Os chamados “lidars”, que são radares ópticos, ganharam aceitação no mercado graças ao desenvolvimento de sistemas ativos de assistência ao condutor em automóveis. Eles conseguem determinar a distância até os objetos e suas formas, mas até agora, a “nuvem de pontos” resultante era monocromática. Agora, a Hesai está lançando no mercado um lidar de última geração que consegue enxergar objetos em cores e com uma resolução mais alta.

Fonte da imagem: Hesai

Este é o lidar da família Picasso, que seus desenvolvedores chamam de “seis dimensões” (6D). Ao contrário das soluções monocromáticas de gerações anteriores, ele captura informações de cor no formato RGB, melhorando assim a eficiência do reconhecimento de objetos. Esse tipo de sensor já consegue reconhecer semáforos, sinalização horizontal, barreiras e cones de construção e veículos de emergência que exigem acesso prioritário. A Tesla, por exemplo, sofre há tempos com a incapacidade de suas câmeras de bordo de reconhecerem prontamente veículos de emergência com luzes piscantes em seu caminho à noite.
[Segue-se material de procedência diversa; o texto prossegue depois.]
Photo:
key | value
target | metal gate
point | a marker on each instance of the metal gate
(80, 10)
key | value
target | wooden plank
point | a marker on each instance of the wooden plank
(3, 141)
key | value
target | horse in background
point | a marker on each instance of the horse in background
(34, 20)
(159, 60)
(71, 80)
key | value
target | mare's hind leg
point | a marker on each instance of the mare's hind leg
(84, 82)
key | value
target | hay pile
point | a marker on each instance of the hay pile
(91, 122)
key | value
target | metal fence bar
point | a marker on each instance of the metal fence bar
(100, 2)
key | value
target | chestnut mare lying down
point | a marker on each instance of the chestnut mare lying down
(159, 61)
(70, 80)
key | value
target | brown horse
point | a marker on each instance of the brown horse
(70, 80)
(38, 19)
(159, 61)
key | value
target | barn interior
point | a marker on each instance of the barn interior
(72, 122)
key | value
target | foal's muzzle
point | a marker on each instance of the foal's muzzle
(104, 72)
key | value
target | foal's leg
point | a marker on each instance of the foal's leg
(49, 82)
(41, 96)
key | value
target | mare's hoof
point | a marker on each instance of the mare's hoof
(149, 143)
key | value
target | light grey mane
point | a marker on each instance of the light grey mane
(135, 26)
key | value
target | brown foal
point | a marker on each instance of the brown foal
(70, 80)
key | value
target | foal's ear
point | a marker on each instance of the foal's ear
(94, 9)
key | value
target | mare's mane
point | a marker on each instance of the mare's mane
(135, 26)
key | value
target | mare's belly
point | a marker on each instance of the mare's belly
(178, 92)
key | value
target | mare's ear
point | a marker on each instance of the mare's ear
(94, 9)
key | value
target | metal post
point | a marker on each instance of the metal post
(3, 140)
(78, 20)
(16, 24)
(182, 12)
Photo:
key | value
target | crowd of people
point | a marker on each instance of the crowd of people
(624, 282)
As estatísticas sobre acidentes graves envolvendo veículos elétricos da Tesla e esses veículos parados são bastante extensas e até motivaram uma investigação da NHTSA (Administração Nacional de Segurança Rodoviária dos Estados Unidos).
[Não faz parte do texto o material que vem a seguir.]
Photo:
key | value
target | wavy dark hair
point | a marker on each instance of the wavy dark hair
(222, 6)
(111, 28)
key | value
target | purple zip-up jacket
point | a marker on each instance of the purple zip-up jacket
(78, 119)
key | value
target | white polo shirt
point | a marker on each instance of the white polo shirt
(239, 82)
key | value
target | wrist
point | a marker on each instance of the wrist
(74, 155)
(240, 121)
Em teoria, a adição de informações de cor ao sistema lidar Hesai melhora significativamente a eficiência da automação embarcada, já que os lidars têm um alcance muito maior do que as câmeras. Os lidars detectam objetos a distâncias maiores, em condições de baixa luminosidade, e também proporcionam uma detecção mais confiável de objetos pequenos do que as câmeras. Enquanto o lidar Picasso tem um alcance máximo de detecção de 600 metros, com uma refletividade de 10%, um objeto pode ser detectado com confiabilidade a 400 metros. Um obstáculo na água medindo 120 x 60 cm pode ser detectado a 300 metros, pequenos animais medindo 60 x 40 cm podem ser detectados a 280 metros e um bloco de madeira medindo 15 x 25 cm pode ser detectado a 150 metros. Além disso, a plataforma proprietária ETX permite a geração de uma nuvem de pontos de alta resolução, variando de 1080 a 4320 linhas, dependendo da configuração. Ganhar maior distância ao dirigir em altas velocidades melhora a segurança, dando aos sistemas automatizados mais tempo para reagir.
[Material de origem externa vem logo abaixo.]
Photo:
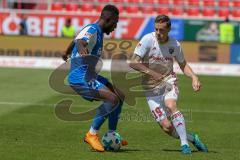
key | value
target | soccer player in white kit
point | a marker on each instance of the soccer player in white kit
(154, 56)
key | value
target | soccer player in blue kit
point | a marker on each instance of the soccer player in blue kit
(85, 51)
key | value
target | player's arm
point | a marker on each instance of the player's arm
(187, 70)
(82, 46)
(68, 51)
(136, 64)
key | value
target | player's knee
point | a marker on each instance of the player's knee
(171, 105)
(166, 126)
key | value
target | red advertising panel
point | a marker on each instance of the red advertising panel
(50, 25)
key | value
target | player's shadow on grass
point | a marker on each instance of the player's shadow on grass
(126, 150)
(193, 151)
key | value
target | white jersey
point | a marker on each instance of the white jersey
(158, 57)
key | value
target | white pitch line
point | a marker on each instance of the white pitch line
(85, 106)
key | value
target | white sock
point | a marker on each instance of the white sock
(175, 135)
(179, 124)
(93, 131)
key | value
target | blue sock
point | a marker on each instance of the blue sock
(101, 115)
(114, 117)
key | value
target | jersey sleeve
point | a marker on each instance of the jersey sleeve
(179, 55)
(143, 46)
(88, 34)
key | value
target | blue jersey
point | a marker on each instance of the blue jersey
(93, 35)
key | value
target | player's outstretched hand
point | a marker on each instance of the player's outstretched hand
(83, 51)
(65, 57)
(196, 84)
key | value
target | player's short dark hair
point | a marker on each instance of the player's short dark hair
(113, 10)
(163, 18)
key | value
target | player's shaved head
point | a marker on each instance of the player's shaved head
(109, 11)
(109, 18)
(163, 19)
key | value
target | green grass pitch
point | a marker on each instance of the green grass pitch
(30, 130)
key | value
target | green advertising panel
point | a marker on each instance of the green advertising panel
(215, 31)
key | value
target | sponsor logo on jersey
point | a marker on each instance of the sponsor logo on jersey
(171, 50)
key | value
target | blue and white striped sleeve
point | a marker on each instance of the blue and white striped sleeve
(87, 34)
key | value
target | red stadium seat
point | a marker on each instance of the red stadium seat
(118, 1)
(208, 12)
(178, 11)
(133, 1)
(99, 7)
(236, 3)
(193, 2)
(236, 13)
(208, 2)
(148, 10)
(87, 7)
(120, 8)
(71, 7)
(223, 12)
(178, 2)
(149, 1)
(223, 3)
(163, 2)
(162, 10)
(103, 1)
(57, 6)
(193, 11)
(132, 9)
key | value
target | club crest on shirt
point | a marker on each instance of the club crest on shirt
(171, 50)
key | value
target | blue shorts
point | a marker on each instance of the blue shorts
(89, 90)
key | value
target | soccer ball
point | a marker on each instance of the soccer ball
(111, 141)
A Hesai planeja iniciar a produção em massa de novos lidars com reconhecimento de cores no segundo semestre deste ano, o que permitirá a instalação desses sensores nos veículos topo de linha de seus clientes até 2027 ou 2028. Lidars dessa classe possibilitam a criação de veículos com níveis de direção autônoma L3 e superiores, que não exigem mais que o motorista monitore constantemente o volante e as condições da estrada. Em fevereiro, a Hesai se mantinha como a maior fabricante de lidars do mundo, controlando 51% do mercado, à frente da Huawei e da Robosense.A robótica de consumo também utilizará facilmente esses lidars, já que esse tipo de sensor pode complementar as câmeras dos robôs humanoides para orientação em condições de baixa luminosidade.